Marketing Automation and Olympic Figure Skating: Why Arbitrary Opinions Are the Enemy

There are specific processes inside of marketing automation platforms that are subject to the opinions of the users. The two best examples of this are lead scoring and nurture marketing.

Every four years the Winter Olympics dazzle us with amazing feats of acrobatics in skiing, skating, and of course, curling. One thing about the Winter Olympics that always seems to stir controversy is women’s figure skating, and the 2014 Sochi Olympics did not disappoint!

What Olympics would be complete without a good old-fashioned figure skating judge controversy? While I don’t consider myself to be a rabid fan of the sport, my youngest daughter recently took up figure skating so, of course, watching the women’s finals this year was mandatory.

Without rehashing the much covered judging controversy – the wrong gal won. And this is directly attributed to the somewhat arbitrary nature of how figure skating is judged. Like many things, it got me thinking about how this relates to marketing automation.

Marketing automation (MA) technology is enjoying a bubble-like growth curve as of late, with many companies dipping their toes into the marketing technology pool. Depending on which analyst you choose to follow, the financial value of this technology segment will exceed $1.5 billion next year and grow to $20 billion by the year 2020.

Unlike some of its predecessors in enterprise tech, marketing automation can delivery immediate and substantial financial value to an organization. When put into the proper hands, marketing automation can immediately begin to pay dividends by facilitating campaign execution, tracking, and a host of lead management optimization workflows.

This is not hype.

MA systems are important because they help a company adapt to the way buyers research and evaluate online product and service purchases. Make no mistake, companies operating without this technology in the coming years might as well put on a blindfold, hit the ice, and attempt a triple axel.

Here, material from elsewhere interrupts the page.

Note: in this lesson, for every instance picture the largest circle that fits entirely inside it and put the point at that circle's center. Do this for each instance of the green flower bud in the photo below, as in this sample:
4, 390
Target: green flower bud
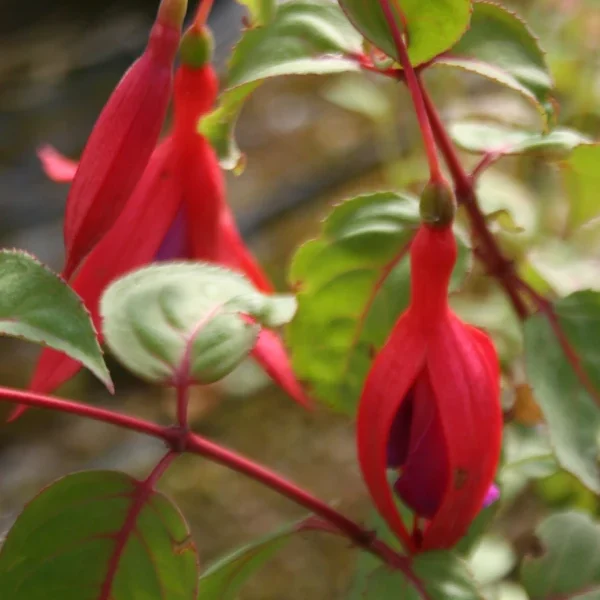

Buyer habits have changed and we have a clear technology solution to help companies adapt to this change, so what’s the problem? And why on Earth is this like figure skating judges? There are specific processes inside of MA platforms that are subject to the opinions of the users. The two best examples of this are lead scoring and nurture marketing.

Lead scoring ranks, groups, routes, and tracks leads as they move through the upper portion of your sales funnel. Mechanically speaking, lead scoring assigns an arbitrary value to an action or a data point. For example, if a lead visits a target page on my website, I will assign points to this. If a lead has a target title, I will assign points to that. Add all the points up and if they exceed some number – the lead is qualified!

Kind of like figure skating right? Skater doesn’t wipe out – five points. Skater twirls – 10 points. Skater looks graceful – gold medal! Well guess what? What I think is graceful and what the judge from the Czech Republic thinks is graceful can be two vastly different opinions.

Apply the same concepts to lead scoring. What the vice president of marketing thinks is valuable at one company may differ from what the vice president of sales thinks is important at another company. The adoption rate of this awesome technology remains very low. This key feature, which is arguably the biggest value add of MA systems, is lagging in both adoption and regular use.

Like lead scoring, nurture marketing faces some of the same hurdles to adoption and use.

Most often the marketer is presented with a canvas on which they may design their campaign flows. But where does a marketer begin? Do we branch the campaign in two, three, or four directions? How many touch points should we include in a campaign for new leads versus those deeper in sales cycles? Many marketing technology vendors have focused on making the design of a multi-touch nurture campaign pretty with lots of engaging graphics, buttons, and arrows. But that’s like giving someone an art set without teaching them how to paint? Wouldn’t paint-by-numbers be better?

Where is all of this going? Version 1.0 of marketing automation has run its course. What we will see going forward is more of a paint-by-numbers philosophy wherein the marketer is guided through a set of best practices that help them design campaigns that have been proven by our early adopters to work well.

We will also see a new generation of smart marketing automation that uses complex math and algorithms to self-learn who the best leads are based on numbers – dollars and metrics, not opinions. Wouldn’t ice skaters who’ve trained their whole lives for eight minutes of glory appreciate that approach?